Geco, of course, is very well known all over the world, not just in Europe. Thank you for explaining how you
determined the bullet jackets were CN-plated brass jackets. Yes, you are of course right, brass and copper jackets are very different in original color. However, sometimes on older ammo, the brass darkents and it becomes harder to tell the difference. Oddly, the opposite is true as well. So older rounds not in mint condition have the brass change the tone of the color slightly to a point where it looks even MORE like brass.
There were somewhere around 15 years where Geco used that symbol-code for the date. Of course, commercial ammunition is not usually dated for sales reasons, and when it is, it is often coded some-how. People who are simply gun owners but not well versed on the subject have an odd idea about the logevity of quality ammunition, and won’t buy old stock if they know it is old.
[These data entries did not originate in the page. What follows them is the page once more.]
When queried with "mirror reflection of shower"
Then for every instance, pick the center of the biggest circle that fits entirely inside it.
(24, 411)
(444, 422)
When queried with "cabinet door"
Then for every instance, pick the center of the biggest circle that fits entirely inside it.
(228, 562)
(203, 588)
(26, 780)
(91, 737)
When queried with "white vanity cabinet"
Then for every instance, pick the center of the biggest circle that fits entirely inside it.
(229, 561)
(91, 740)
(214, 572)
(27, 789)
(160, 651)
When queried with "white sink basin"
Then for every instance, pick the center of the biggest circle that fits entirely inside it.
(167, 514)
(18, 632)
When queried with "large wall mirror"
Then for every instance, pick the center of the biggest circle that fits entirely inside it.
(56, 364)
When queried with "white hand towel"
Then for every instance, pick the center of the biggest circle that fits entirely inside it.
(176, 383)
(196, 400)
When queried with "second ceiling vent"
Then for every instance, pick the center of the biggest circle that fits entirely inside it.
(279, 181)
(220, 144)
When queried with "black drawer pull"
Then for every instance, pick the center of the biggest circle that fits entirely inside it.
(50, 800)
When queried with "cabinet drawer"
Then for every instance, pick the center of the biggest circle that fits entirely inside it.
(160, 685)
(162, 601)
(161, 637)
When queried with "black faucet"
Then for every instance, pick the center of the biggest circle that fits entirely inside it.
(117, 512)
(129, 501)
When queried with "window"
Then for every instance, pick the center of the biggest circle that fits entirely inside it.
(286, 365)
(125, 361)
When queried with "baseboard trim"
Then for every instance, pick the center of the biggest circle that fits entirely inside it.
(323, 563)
I have met customers who thought that if ammo was over 6 months old, it probably was untrustworhty, and if several years old, that it might “blow up their guns.” Of course, most of us here have probably fired ammunition as old as 40 and 50 years, or even more, that performed perfectly in every respect.
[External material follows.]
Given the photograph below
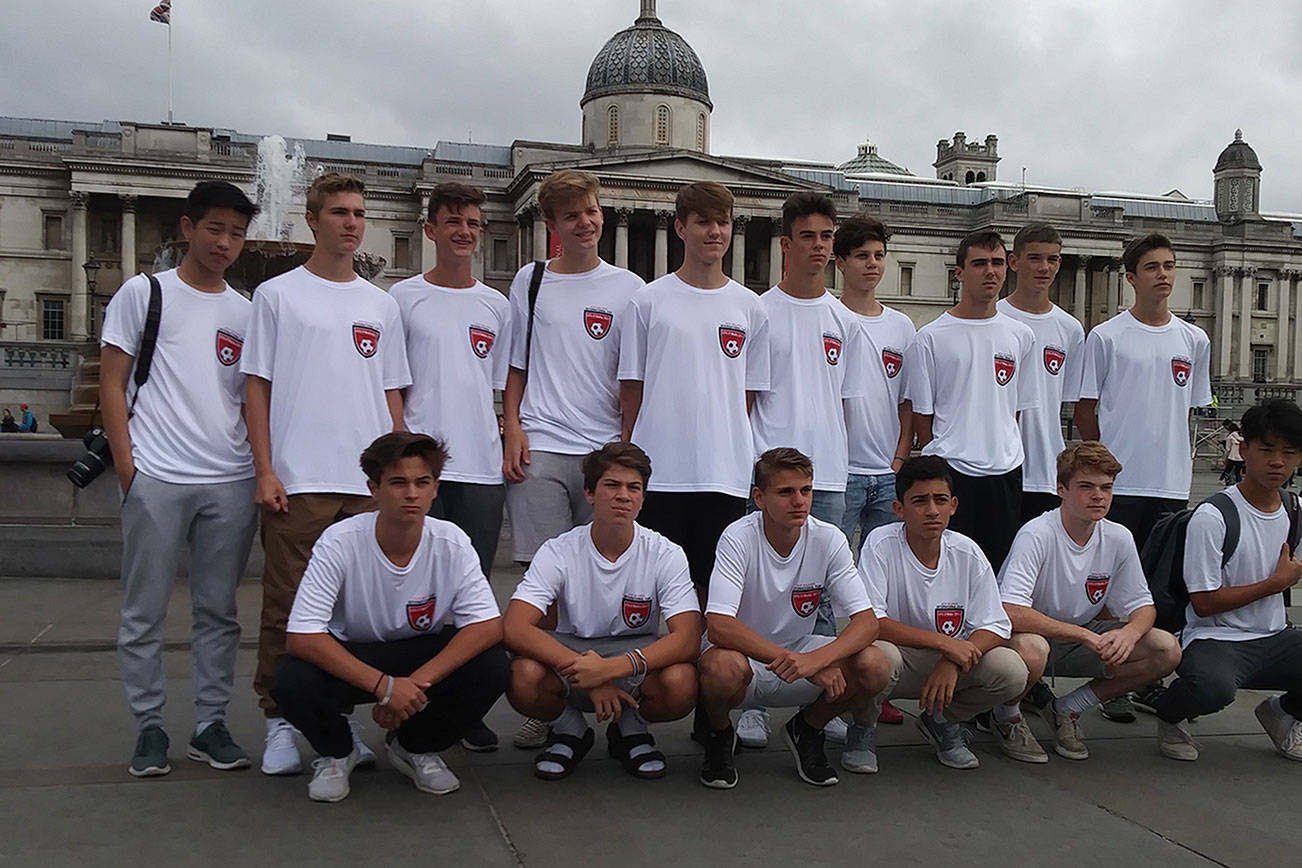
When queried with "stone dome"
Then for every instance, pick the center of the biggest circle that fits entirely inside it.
(1238, 155)
(647, 59)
The story of fake Geco rounds is entirely true. Hungary produced some ammunition with “Geco” headstamp and
Geco’s date code as well, in caliber 9 mm Parabellum. They also made a box of Geco’s pattern, but the cardboard was of thinner, poorer quality than any Geco box, and some of the terminology on the box was unusual for German ammunition. I have this box and a cartridge in my own collection. This happend during the Communist rule of Hungary. Staff officials at Geco denied any knowledge of the ammunition, and it was felt that they were probably telly the truth. I was told that they were quite upset with it when they found out about the ammunition.
There was also some 7.65 mm Browning ammunition made to resemble Geco. It was made by Hirtenberg and sole in sterile boxes in South Africa during the world-wide embargo on that country years ago. The headstamp was “* GeO * 7.65” (The “GeO” is just as I have typed it here). At quick glance, the mind wants to tell the yes that they have seen “Geco,” even though it is not a true copy of the Geco name. It was certainly made to deceive, however.
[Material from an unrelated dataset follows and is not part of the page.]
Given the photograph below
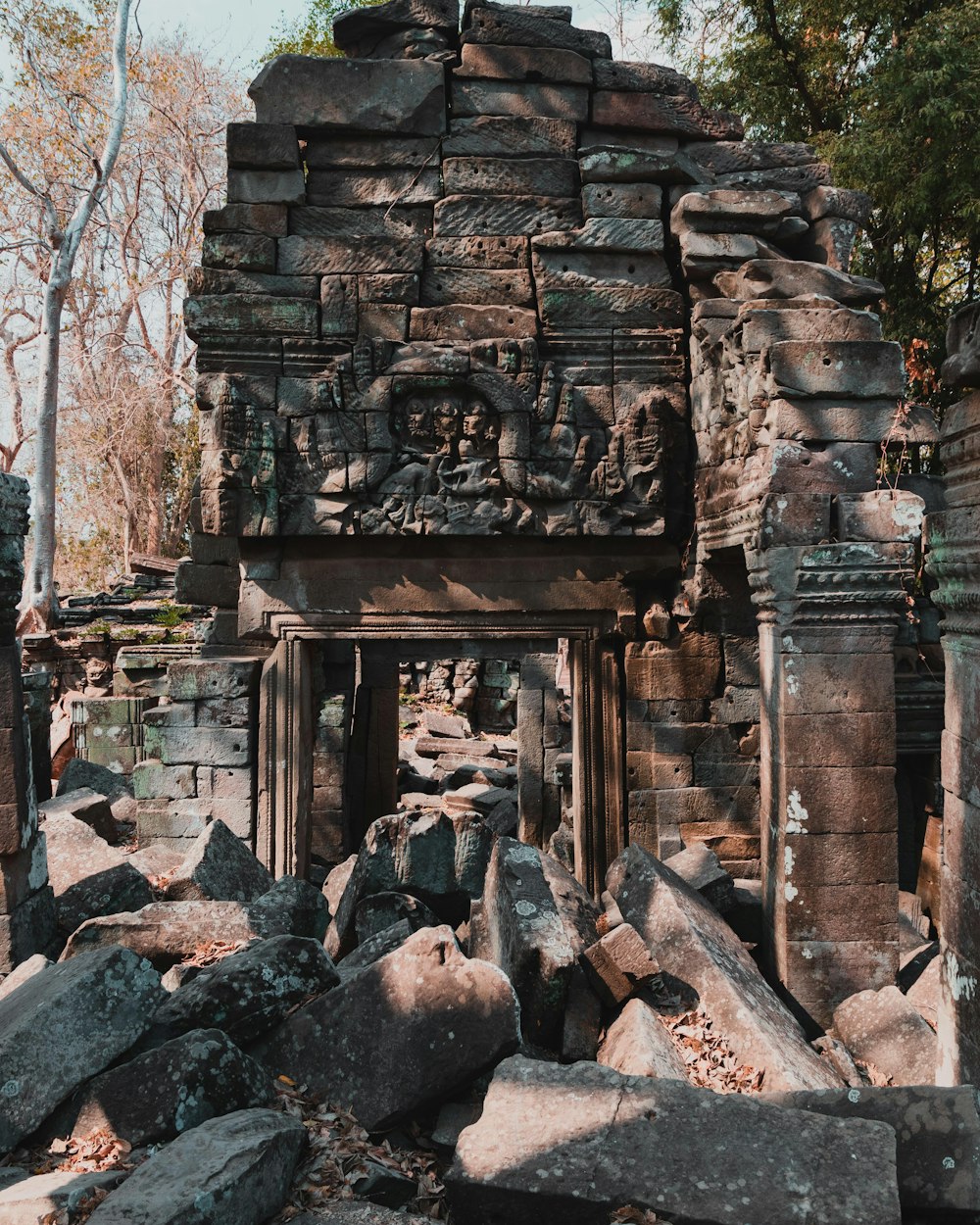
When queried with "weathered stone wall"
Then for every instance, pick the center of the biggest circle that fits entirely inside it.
(954, 560)
(493, 284)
The box for the ammunition for RSA proved an excellent example of why it is good to get the entire box, and not have friends tear of just the label to make them easier to mail. I ask a friend in RSA not to tear labels off, but rather to send the whole empy box. He couldn’t see any reason for it and I told him that sometimes box construction was unique to certain manufacturers. He sent me the absolute sterile “GeO” box with the challenge to identify the manufacturer. He picked the wrong box. It ias an exact miniature of a 9 mm Para box in my collection. labeled from Hirtenberger, and of a box design that no other manufacturer used! Before that, the “GeO” headstamp was “unknown.”